3/31 S’appenin’

After the scare of the 10 day forecast three weeks ago – it looked like it might be the worst sugaring year ever – its turning out to be a solid season both in production and quality.  The weather was not quite as warm as they predicted and the trees held on through it to remain very productive through some very good freeze thaw cycles that continue for the next 5 days or so!  Then maybe the quality of syrup will tail off and we’ll call it a season.
We’ve made a bit more dark syrup than usual and that seems to be the word from other producers too.  In general the sugar content of the raw sap has been very low (perhaps a result of the mild winter??) – but the flavor of the syrup is good.  My father actually said “I can understand how some people like dark syrup” after years of blasting dark syrup as inferior.  You all probably know that in my mind the Dark syrup is mostly only good for cooking, but to each his own, eh?
I can’t explain how much the sugaring industry has changed over the last 15 years – it really is a totally new beast wrapped in the same thinner and thinner veil of romanticism.  This article is an excellent look at the sugaring industry and also at branding and marketing as a whole.

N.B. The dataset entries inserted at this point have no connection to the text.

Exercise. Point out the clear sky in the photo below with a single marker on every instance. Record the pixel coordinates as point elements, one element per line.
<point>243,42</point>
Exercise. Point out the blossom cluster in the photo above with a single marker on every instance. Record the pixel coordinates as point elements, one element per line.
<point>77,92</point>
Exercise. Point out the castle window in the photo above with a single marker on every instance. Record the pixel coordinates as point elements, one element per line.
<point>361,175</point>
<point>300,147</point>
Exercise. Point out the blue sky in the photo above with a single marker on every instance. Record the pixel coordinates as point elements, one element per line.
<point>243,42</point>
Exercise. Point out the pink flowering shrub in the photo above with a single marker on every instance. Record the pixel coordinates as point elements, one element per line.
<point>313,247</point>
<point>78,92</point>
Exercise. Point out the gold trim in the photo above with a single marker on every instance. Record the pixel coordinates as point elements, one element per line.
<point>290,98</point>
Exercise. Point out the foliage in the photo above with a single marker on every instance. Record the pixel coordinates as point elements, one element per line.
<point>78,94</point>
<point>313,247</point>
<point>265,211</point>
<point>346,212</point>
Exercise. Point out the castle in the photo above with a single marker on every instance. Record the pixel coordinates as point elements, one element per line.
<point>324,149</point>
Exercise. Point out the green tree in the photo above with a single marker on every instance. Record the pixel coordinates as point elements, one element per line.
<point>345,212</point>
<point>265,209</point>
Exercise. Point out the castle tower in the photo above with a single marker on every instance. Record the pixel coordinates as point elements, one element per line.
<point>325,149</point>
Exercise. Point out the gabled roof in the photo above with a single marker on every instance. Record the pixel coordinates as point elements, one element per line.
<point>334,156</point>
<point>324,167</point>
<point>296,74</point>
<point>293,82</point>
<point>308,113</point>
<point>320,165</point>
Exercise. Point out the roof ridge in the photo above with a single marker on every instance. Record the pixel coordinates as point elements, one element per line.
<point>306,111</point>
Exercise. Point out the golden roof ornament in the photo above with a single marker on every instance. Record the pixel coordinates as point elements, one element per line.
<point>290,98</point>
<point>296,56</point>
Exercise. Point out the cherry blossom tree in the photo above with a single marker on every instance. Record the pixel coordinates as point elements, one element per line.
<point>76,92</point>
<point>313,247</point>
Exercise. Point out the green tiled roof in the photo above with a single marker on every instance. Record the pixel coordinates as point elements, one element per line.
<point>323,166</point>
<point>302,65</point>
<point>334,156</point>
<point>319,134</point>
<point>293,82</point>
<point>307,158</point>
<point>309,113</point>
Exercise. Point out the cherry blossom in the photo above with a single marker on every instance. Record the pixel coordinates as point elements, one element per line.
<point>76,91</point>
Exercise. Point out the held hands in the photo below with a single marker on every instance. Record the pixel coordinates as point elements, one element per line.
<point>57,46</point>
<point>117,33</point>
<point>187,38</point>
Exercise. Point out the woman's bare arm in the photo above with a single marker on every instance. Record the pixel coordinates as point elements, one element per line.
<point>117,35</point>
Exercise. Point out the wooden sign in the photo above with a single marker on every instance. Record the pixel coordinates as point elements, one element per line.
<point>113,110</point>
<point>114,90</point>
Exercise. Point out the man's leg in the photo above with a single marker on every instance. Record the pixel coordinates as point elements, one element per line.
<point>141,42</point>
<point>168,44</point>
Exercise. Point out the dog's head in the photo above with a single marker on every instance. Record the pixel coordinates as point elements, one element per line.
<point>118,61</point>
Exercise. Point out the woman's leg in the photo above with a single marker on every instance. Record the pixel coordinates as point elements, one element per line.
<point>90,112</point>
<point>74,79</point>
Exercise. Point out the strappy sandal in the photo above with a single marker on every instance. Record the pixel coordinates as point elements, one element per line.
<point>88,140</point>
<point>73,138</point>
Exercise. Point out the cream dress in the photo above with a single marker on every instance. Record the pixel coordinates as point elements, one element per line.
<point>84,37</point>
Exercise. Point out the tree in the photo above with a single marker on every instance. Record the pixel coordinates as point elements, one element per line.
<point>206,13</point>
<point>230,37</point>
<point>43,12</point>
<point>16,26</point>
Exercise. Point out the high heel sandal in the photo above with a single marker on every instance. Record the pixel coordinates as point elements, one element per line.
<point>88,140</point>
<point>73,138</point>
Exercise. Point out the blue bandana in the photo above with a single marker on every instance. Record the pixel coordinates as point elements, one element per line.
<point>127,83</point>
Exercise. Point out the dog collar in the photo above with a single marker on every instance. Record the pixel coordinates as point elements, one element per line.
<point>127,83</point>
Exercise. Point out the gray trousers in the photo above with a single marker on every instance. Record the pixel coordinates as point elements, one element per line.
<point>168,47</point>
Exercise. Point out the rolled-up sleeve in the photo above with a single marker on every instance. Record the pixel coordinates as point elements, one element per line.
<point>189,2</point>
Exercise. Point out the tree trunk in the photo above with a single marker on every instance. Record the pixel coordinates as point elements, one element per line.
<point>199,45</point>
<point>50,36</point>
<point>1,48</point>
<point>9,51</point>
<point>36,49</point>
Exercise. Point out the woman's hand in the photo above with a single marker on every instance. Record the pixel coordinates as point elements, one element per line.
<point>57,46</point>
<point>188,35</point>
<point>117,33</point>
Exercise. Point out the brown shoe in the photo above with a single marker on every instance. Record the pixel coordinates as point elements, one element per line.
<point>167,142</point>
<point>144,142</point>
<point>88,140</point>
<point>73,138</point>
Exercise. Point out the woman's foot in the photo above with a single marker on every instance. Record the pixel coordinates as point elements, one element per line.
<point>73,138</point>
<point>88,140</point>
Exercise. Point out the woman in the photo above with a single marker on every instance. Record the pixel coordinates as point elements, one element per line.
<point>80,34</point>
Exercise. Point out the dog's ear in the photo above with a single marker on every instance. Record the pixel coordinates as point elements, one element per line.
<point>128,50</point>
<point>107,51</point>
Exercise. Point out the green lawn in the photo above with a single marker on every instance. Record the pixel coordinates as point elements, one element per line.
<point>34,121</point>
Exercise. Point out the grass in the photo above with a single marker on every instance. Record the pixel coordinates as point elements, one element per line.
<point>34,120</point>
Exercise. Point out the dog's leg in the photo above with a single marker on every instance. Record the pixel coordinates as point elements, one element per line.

http://www.localfutures.org/thank-you-vermont-a-bittersweet-tale/If you have questions or thoughts please share – I’ll try to explain a few parts of this story in my next note with the season wrap-up three weeks from now….

p.s.  If you think Hillary is going to do anything to change the gross direction of capitalist consumption, American imperialism, or anything at all to help the common human being I’d beg to differ.  The dream is thin, but perhaps still alive – Please tell all your friends who live in states that haven’t voted yet – “Bernie”

2/17 S’appenin’

Well – I have to say – I’m very excited about how many people are feeling the Bern.  Yep – Bernie Sanders – speaking the truth for years and years and finally people are sick of political bs and hope something different might be possible.  It is going to take all of us to make any sort of long term change in politics, but it seems that there are so many issues that are making people sit up, wake up, and tune in.  Hopefully more and more people feel empowered to fight for what is right and we can “make America great again”.  What the heck does that mean anyways? (No I don’t mean great just for the white rich folks.)
Seriously though – the real news is – I got the new truck!!  Refrigerated box truck!  Wow.  I’m excited and nervous to give her (name suggestions still welcome at this point) the first trip around the city.  I will have my milk handlers and meat handlers license from the state of VT soon – and I really want to bring a few more cheeses (beyond the organic goat cheese Does’ Leap makes) into my lineup.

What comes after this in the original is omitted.